Maria Panopoulou is Associate Professor of Microbiology and Director of Microbiology Department of University General Hospital of Alexandroupolis. The Microbiology Laboratory consists of departments of Cultures, Molecular Diagnosis and Immunology, where diagnostic tests are performed for detection of bacteria, viruses, fungi and parasites by classical methods but also with methods of Molecular Biology. Diagnostic tests are performed with molecular methods for hepatitis B and C viruses, Brucella and Mycobacterium tuberculosis.

Grigorios Trypsianis is Professor of Medical Statistics and Director of the Laboratory of Medical Statistics in Medicine Department of Democritus University of Thrace. His research interests and teaching duties include subjects such as Infectious Diseases, Bio-Medical and Molecular Sciences in Diagnosis and Treatment of Diseases, Social Psychiatry and Hygiene and Safety at work.

Theano Penlioglou is Resident of Internal Medicine in 2nd Department of Internal Medicine of University General Hospital of Alexandroupolis.
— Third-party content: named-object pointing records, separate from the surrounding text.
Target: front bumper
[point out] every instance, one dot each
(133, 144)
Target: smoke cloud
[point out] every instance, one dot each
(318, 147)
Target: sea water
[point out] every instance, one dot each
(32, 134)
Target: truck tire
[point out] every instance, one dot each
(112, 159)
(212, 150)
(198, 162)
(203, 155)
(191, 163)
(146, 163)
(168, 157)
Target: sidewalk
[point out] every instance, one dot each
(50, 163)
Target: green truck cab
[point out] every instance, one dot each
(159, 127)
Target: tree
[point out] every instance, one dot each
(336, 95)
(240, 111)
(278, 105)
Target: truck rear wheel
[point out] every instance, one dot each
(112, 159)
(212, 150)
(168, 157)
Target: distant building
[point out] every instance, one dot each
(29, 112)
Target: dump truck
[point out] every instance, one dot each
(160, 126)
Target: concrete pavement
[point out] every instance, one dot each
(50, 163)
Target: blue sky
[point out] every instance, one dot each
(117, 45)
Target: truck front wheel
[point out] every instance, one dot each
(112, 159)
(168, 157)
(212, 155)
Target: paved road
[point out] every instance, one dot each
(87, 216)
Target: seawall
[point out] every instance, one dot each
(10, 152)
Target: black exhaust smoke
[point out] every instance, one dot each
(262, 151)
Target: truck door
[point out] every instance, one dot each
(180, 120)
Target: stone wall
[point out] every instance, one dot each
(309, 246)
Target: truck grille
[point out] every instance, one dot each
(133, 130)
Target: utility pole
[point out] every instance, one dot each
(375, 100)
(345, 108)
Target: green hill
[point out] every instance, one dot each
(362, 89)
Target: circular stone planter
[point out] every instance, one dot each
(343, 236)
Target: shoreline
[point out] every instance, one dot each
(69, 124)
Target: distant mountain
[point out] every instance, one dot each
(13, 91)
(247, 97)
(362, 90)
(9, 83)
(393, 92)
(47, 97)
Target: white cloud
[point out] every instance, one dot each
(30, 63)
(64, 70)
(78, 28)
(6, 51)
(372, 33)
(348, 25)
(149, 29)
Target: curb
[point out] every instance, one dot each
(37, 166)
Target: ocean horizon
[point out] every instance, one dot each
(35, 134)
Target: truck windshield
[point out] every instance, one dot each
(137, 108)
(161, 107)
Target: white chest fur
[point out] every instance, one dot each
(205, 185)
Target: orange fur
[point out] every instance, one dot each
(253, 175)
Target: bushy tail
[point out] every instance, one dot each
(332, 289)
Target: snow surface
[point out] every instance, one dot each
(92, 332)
She has worked for the COVID-19 Department during the pandemic. She is Msc student of Clinical Microbiology in Democritus University of Thrace

Ioannis Pnevmatikos is Professor of Critical Care Medicine in Democritus University of Thrace and Head of Critical Care Department at University General Hospital of Alexandroupolis. His research interest include: Clinical Pharmacology, Medical Sleep, Bioethics, Contemporary OMN methodology and Infectious Diseases.

Dimitrios Papazoglou is Professor of Internal Medicine in Democritus University of Thrace. He is Director of 2ND Department of Internal Medicine and Department of Infectious Diseases at University General Hospital of Alexandroupolis. His research interests include: diabetes mellitus, obesity and endocrine system.